The regimen demonstrated a median progression-free survival of 7.3 months compared with 4.8 months for bevacizumab alone (HR, 0.69; P
= .05). The overall response rate among patients with measurable disease as defined by RECIST criteria was 35.7% among participants treated with the combination (n = 42) versus 28.2% among those who received bevacizumab alone (n = 39).1
In terms of adverse events, the combination did not result in any unexpected signals, Tewari said. Grade 3 hypertension was observed more in the combination arm.
Tewari stressed that investigators would be watching carefully for cardiovascular side effects including hypertension and sinus tachycardia among patients who receive both vascular-targeting drugs. He said they have developed algorithms to address potential cardiovascular side effects.
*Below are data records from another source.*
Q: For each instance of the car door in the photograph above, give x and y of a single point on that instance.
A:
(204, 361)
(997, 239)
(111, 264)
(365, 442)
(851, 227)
Hypertension also is a concern with bevacizumab.
The FOCUS study will be conducted in 2 stages. In the first part, 80 patients will be randomized to the experimental 3-drug regimen versus the control; up to 4 interim analyses will be conducted so that researchers can determine the safety and efficacy of the novel strategy. The second part of the study will randomize approximately 350 patients to the same treatment arms.
Participants will be stratified by the type of chemotherapy they receive, the duration of platinum-free interval (<3 vs 3-6 months) before enrolling in the trial, and the line of therapy (2nd vs 3rd).
The trial is open to women aged 18 years and older with confirmed platinum-resistant epithelial ovarian, fallopian tube, or primary peritoneal cancer who have received ≥1 prior platinum-based regimens and have measurable disease. Participants receiving doxorubicin must have left ventricular ejection fraction ≥45% at baseline assessment.